The Customer is granted a non-exclusive, non-transferable, non-sublicensable licence, limited to the operational life of the product, to use the firmware and embedded software strictly as necessary to operate the product purchased. Any decompilation, reverse engineering, modification or redistribution is strictly prohibited, except as expressly permitted by mandatory applicable law.
11. Force majeure
Neither party shall be liable for any delay or failure to perform its obligations resulting from a force majeure event, including but not limited to: war, terrorism, international sanctions, embargo, major cyberattack, failure of third-party cloud or infrastructure services, natural disaster, pandemic, general strike, or any other circumstance reasonably beyond the parties' control. The affected party shall promptly notify the other party, and obligations shall be suspended for the duration of the event.
12. Cybersecurity and product use
The Company's products incorporate connected functionalities. The Customer undertakes to: (i) install security and firmware updates released by the Company within a reasonable timeframe; (ii) protect the associated credentials, passwords and encryption keys; (iii) secure the network on which the product is connected; and (iv) promptly notify the Company of any vulnerability or security incident.
The Company shall not be liable for any damage resulting from the Customer's failure to comply with these cybersecurity obligations, nor for intrusions resulting from misconfiguration or lack of updates.

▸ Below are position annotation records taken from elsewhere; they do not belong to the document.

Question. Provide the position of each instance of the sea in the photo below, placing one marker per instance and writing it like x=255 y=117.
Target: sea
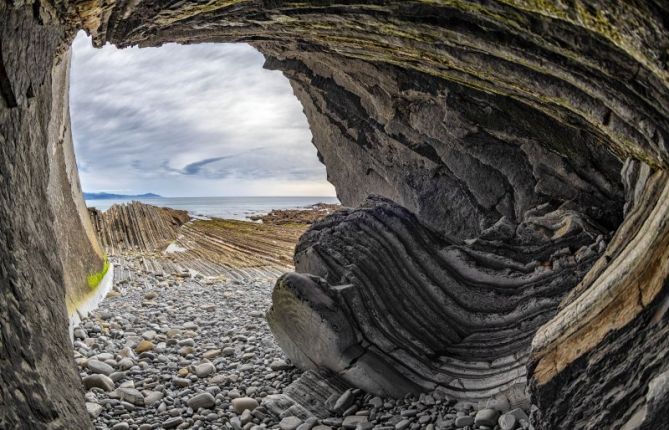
x=240 y=208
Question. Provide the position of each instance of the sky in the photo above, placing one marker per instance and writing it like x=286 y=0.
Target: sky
x=196 y=120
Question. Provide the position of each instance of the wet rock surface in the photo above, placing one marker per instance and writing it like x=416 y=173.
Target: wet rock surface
x=468 y=114
x=173 y=385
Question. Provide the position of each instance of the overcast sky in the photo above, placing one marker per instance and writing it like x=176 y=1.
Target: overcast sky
x=197 y=120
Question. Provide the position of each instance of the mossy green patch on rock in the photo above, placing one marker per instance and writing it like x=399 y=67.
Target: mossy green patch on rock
x=94 y=279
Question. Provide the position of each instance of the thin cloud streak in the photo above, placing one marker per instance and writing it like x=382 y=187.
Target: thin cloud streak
x=190 y=120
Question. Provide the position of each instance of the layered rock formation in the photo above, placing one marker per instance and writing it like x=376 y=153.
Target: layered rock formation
x=137 y=227
x=399 y=309
x=168 y=240
x=497 y=125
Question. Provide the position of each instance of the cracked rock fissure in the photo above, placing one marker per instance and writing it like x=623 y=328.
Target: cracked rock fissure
x=516 y=241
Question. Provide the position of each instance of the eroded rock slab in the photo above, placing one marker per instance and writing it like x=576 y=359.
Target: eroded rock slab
x=392 y=307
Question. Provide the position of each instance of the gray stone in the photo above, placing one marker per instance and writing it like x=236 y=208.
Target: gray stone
x=289 y=423
x=402 y=425
x=239 y=404
x=98 y=381
x=352 y=421
x=94 y=409
x=507 y=422
x=344 y=401
x=96 y=366
x=205 y=369
x=486 y=417
x=131 y=395
x=173 y=422
x=465 y=421
x=202 y=400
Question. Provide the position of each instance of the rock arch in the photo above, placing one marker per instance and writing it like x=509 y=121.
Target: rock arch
x=521 y=134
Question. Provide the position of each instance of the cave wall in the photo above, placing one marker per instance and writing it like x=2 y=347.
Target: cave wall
x=475 y=116
x=39 y=385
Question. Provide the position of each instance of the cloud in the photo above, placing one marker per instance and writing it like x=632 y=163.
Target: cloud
x=188 y=120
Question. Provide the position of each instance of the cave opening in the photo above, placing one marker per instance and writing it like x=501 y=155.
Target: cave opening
x=517 y=253
x=199 y=174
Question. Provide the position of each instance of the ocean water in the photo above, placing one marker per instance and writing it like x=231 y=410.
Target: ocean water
x=222 y=207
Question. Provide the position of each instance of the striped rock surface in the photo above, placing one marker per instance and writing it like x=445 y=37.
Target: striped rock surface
x=392 y=307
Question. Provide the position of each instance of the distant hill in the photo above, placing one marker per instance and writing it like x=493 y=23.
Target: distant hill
x=103 y=196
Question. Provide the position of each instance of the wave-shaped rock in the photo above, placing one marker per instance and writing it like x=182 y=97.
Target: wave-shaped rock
x=498 y=124
x=392 y=307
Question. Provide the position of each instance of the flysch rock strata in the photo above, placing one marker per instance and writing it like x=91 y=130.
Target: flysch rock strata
x=392 y=307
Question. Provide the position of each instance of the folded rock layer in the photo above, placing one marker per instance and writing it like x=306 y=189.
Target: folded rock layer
x=394 y=308
x=501 y=127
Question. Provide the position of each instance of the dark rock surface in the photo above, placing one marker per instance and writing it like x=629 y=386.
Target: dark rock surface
x=480 y=118
x=398 y=309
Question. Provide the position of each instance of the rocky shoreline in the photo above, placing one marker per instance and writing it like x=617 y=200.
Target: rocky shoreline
x=180 y=350
x=182 y=340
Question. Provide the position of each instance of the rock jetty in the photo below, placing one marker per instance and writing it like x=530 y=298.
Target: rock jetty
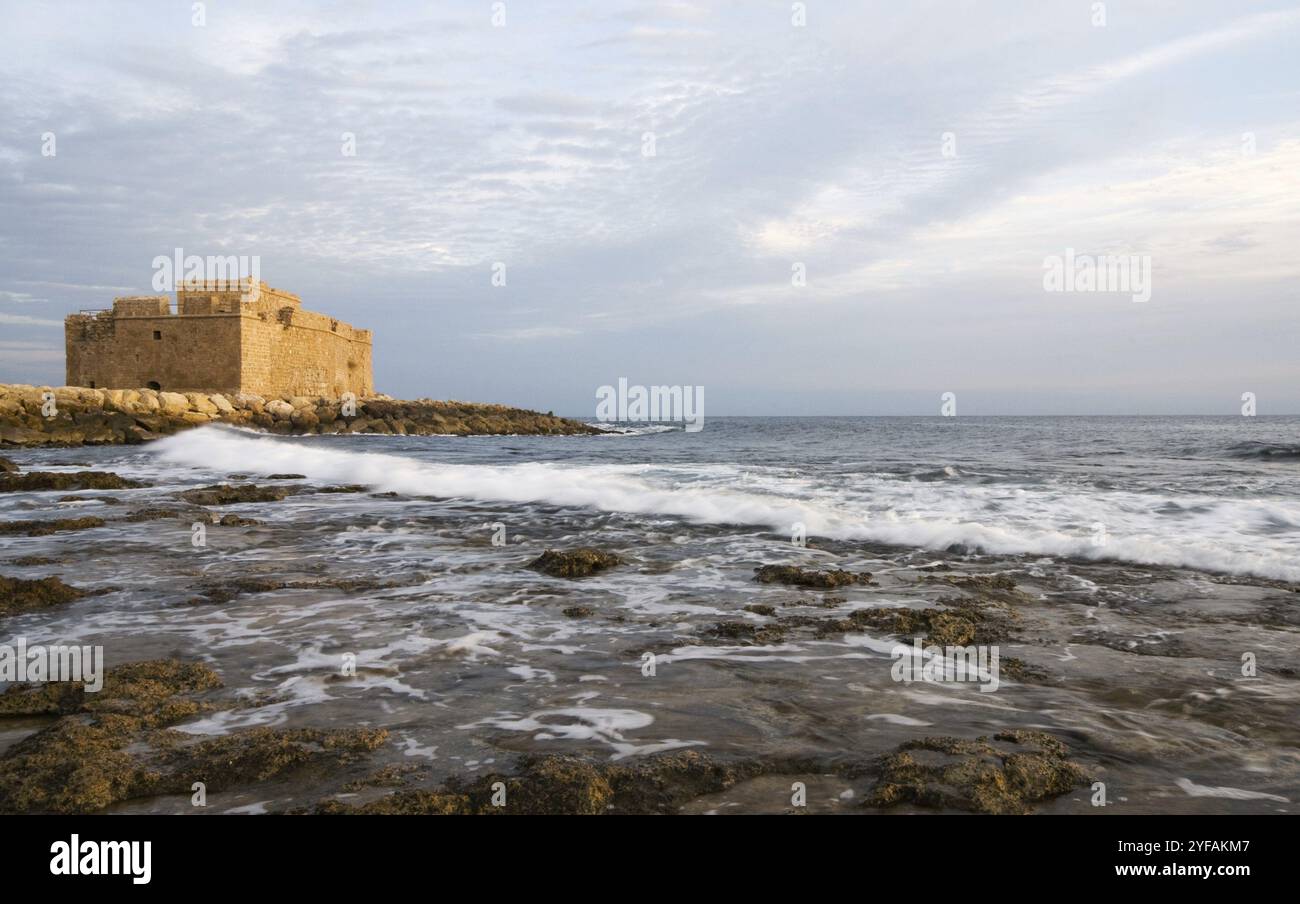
x=77 y=415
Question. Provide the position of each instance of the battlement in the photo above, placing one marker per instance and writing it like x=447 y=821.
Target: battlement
x=221 y=336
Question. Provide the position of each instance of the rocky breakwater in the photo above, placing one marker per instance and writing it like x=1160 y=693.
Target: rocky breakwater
x=77 y=415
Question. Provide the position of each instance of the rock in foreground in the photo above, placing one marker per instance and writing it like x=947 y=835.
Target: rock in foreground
x=573 y=562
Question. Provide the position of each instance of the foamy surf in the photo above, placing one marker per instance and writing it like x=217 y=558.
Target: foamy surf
x=1209 y=533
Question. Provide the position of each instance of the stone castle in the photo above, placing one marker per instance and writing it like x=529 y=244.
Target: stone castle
x=225 y=336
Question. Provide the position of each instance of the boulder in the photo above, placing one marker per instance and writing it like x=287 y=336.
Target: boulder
x=173 y=403
x=202 y=403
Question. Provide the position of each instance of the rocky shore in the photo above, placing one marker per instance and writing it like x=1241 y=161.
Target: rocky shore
x=77 y=415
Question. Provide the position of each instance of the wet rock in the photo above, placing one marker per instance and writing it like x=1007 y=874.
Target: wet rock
x=173 y=403
x=746 y=634
x=225 y=494
x=280 y=410
x=573 y=562
x=229 y=589
x=559 y=784
x=151 y=515
x=24 y=596
x=43 y=528
x=113 y=745
x=1006 y=774
x=797 y=576
x=235 y=520
x=42 y=480
x=393 y=775
x=991 y=587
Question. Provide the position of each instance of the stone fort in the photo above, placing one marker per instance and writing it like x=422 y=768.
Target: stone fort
x=225 y=336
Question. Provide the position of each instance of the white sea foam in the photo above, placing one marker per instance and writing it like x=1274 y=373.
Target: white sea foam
x=1213 y=533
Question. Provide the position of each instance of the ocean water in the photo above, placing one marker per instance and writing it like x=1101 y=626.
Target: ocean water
x=1152 y=554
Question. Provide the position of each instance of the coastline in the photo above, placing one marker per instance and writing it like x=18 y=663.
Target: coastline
x=79 y=415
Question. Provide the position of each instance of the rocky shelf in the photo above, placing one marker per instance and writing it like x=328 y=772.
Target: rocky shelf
x=79 y=415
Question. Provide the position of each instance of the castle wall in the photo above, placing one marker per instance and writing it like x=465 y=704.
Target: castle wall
x=302 y=353
x=219 y=341
x=178 y=354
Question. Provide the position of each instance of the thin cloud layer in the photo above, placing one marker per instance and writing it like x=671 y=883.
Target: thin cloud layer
x=646 y=177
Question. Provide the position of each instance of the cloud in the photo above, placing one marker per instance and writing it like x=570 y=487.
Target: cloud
x=772 y=145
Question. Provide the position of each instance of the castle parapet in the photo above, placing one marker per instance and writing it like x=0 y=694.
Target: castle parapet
x=142 y=306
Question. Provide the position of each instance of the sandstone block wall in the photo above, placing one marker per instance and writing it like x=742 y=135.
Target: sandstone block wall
x=228 y=338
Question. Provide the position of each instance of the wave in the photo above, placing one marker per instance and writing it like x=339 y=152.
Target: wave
x=1266 y=452
x=1208 y=533
x=636 y=429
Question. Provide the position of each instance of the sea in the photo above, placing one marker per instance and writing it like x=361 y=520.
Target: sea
x=1156 y=563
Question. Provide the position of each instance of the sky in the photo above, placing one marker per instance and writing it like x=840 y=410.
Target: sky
x=654 y=178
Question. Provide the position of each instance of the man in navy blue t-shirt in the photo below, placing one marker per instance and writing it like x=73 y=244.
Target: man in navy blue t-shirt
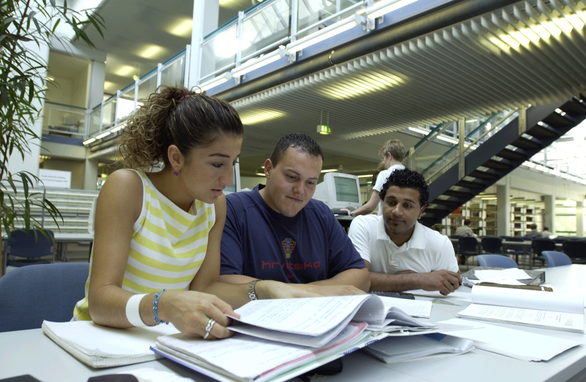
x=278 y=232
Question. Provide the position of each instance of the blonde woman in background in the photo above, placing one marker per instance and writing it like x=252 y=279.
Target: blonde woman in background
x=392 y=153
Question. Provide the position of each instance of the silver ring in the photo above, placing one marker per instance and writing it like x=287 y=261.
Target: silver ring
x=208 y=328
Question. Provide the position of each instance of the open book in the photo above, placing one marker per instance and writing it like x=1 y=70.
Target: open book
x=280 y=339
x=538 y=308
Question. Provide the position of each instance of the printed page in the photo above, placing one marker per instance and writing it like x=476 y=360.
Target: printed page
x=515 y=343
x=530 y=299
x=246 y=357
x=414 y=308
x=309 y=316
x=549 y=319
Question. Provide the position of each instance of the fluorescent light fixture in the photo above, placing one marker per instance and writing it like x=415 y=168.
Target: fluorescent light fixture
x=118 y=128
x=150 y=51
x=533 y=34
x=103 y=135
x=324 y=34
x=213 y=83
x=181 y=27
x=89 y=141
x=124 y=71
x=387 y=7
x=361 y=84
x=259 y=116
x=256 y=63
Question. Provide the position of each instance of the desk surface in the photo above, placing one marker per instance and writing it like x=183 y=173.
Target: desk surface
x=30 y=352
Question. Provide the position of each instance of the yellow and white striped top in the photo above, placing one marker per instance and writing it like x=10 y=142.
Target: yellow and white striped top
x=167 y=248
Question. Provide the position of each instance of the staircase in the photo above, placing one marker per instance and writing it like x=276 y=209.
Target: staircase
x=501 y=154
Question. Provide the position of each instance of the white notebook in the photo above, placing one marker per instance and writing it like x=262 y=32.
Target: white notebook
x=100 y=346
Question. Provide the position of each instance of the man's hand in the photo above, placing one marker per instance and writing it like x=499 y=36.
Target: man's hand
x=443 y=281
x=276 y=289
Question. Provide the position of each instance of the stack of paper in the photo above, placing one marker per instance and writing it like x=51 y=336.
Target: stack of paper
x=538 y=308
x=397 y=349
x=99 y=346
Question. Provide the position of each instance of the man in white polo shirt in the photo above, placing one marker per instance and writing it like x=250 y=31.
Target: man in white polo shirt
x=401 y=253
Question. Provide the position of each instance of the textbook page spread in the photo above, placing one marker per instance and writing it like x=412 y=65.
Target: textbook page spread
x=315 y=321
x=290 y=336
x=537 y=308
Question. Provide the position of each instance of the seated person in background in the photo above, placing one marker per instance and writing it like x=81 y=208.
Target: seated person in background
x=278 y=232
x=465 y=229
x=534 y=233
x=401 y=253
x=393 y=152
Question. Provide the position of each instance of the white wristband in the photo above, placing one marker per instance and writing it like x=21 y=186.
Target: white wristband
x=133 y=310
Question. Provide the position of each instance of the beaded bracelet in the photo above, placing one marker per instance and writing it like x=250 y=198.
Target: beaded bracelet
x=156 y=307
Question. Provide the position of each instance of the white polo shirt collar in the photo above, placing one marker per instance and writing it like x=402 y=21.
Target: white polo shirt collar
x=416 y=241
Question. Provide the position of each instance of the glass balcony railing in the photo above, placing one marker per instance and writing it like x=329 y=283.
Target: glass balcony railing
x=61 y=119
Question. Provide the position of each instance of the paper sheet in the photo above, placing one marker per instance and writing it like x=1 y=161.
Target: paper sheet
x=513 y=343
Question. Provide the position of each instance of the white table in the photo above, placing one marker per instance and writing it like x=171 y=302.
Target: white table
x=30 y=352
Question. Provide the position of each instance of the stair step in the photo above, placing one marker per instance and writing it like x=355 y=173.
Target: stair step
x=514 y=153
x=528 y=142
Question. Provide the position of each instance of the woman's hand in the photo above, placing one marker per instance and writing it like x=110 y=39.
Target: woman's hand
x=191 y=312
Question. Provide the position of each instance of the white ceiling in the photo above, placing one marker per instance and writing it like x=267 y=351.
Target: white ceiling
x=447 y=74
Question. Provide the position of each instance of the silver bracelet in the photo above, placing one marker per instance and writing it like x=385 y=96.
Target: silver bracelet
x=252 y=290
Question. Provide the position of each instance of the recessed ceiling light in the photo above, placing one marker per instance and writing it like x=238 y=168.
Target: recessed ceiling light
x=361 y=85
x=150 y=51
x=124 y=71
x=259 y=116
x=181 y=27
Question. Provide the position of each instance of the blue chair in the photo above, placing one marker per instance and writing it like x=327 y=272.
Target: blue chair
x=29 y=247
x=555 y=258
x=496 y=261
x=40 y=292
x=491 y=244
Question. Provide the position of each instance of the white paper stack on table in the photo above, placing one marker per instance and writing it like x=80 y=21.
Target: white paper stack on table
x=552 y=310
x=280 y=339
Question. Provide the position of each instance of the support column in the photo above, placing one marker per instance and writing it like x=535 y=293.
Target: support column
x=580 y=218
x=205 y=21
x=548 y=212
x=31 y=156
x=503 y=207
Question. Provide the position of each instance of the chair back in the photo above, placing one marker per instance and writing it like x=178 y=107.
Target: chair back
x=30 y=244
x=40 y=292
x=496 y=261
x=575 y=249
x=491 y=244
x=467 y=245
x=555 y=258
x=540 y=245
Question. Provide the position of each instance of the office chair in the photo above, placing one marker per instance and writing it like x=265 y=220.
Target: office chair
x=538 y=246
x=29 y=247
x=467 y=247
x=491 y=244
x=555 y=258
x=40 y=292
x=576 y=250
x=496 y=261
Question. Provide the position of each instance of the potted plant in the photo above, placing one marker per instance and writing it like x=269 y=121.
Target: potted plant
x=24 y=24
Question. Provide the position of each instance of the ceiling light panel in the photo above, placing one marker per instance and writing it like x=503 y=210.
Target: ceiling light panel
x=181 y=27
x=151 y=51
x=361 y=84
x=259 y=116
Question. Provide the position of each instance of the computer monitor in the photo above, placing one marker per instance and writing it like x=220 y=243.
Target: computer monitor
x=339 y=190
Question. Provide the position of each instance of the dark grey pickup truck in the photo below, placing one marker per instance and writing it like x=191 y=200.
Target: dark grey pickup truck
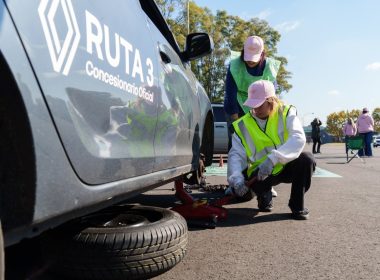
x=98 y=104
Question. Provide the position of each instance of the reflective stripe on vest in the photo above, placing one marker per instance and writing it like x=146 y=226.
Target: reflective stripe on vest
x=259 y=143
x=243 y=79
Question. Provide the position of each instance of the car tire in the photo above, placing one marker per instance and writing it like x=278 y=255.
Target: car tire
x=121 y=242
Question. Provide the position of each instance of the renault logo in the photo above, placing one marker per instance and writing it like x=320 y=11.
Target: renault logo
x=61 y=50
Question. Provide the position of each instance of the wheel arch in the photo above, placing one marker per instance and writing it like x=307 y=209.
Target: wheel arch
x=17 y=157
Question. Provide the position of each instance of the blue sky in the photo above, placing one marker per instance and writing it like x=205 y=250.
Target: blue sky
x=332 y=47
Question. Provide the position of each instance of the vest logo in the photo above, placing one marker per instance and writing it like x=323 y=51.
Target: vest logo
x=61 y=50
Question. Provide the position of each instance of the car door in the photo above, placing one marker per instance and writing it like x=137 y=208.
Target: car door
x=98 y=71
x=178 y=107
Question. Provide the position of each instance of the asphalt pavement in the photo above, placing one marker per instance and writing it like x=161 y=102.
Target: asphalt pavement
x=341 y=239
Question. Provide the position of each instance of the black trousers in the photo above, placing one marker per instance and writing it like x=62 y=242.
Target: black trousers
x=298 y=172
x=316 y=145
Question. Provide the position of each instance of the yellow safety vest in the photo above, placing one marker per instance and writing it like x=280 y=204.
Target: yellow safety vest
x=258 y=143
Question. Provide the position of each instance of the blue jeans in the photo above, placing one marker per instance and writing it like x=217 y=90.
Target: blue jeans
x=367 y=144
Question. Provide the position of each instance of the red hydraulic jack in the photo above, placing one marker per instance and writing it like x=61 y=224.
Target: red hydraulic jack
x=200 y=212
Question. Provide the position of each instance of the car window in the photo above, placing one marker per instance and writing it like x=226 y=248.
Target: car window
x=219 y=114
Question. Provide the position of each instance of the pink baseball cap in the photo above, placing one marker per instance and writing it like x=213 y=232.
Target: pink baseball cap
x=253 y=48
x=258 y=92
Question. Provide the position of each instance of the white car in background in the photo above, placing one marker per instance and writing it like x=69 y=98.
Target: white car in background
x=220 y=129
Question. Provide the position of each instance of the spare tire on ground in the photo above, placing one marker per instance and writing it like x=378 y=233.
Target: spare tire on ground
x=121 y=242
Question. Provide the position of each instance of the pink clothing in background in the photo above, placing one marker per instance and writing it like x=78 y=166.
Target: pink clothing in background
x=349 y=129
x=365 y=123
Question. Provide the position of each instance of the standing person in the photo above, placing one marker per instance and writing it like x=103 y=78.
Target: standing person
x=268 y=141
x=252 y=65
x=316 y=135
x=349 y=130
x=365 y=125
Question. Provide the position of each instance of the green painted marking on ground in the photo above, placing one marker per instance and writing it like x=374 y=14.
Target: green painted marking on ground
x=319 y=172
x=215 y=170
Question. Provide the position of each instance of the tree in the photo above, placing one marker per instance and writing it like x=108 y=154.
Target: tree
x=335 y=122
x=228 y=33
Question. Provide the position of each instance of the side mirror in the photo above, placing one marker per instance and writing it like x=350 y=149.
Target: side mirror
x=197 y=45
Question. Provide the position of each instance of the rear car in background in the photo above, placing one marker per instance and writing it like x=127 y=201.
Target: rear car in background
x=98 y=104
x=220 y=129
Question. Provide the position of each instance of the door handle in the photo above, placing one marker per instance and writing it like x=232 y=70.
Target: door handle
x=165 y=58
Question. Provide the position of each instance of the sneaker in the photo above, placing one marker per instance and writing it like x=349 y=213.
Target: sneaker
x=274 y=193
x=301 y=215
x=264 y=202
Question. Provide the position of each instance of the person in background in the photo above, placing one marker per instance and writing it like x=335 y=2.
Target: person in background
x=316 y=135
x=252 y=65
x=365 y=126
x=268 y=143
x=349 y=130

13. Export control and sanctions
The Customer undertakes to comply with all applicable export control, international sanctions and anti-corruption laws and regulations (including those of the EU, UAE, US and UN). The Customer represents that it is not listed on any sanctions list, and that it shall not resell, export or transfer the products to destinations, persons or end-uses subject to restrictions. The Company may immediately terminate any order or contract if it reasonably believes that performance would violate applicable sanctions or export-control laws. Any breach shall trigger immediate suspension of the contract, without prejudice to any other remedy.
14. Entire agreement
These Terms, together with any quotation, purchase order, special conditions and technical documents expressly agreed by the parties, constitute the entire agreement between the Company and the Customer concerning the subject matter hereof. They supersede any prior agreement, representation or correspondence between the parties relating to the same subject matter.
15. Governing language
These Terms are published in French, English and Arabic. In case of inconsistency between the versions, the English version shall prevail for contracts entered into with Onyx Access International Trading FZCO, and the French version shall prevail for contracts entered into with Onyx Access France.
16. Disputes and applicable law
These Terms are governed by and construed in accordance with the federal laws of the United Arab Emirates. The parties shall first attempt to resolve any dispute arising out of or in connection with these Terms through good-faith negotiation. Failing an amicable settlement within thirty (30) days, the dispute shall be submitted to the exclusive jurisdiction of the competent courts of Dubai, United Arab Emirates.
17. Severability
If any provision of these Terms is held to be invalid, illegal or unenforceable by a court of competent jurisdiction, the remaining provisions shall continue in full force and effect. The invalid provision shall be replaced by a valid provision that most closely reflects the parties' original intent.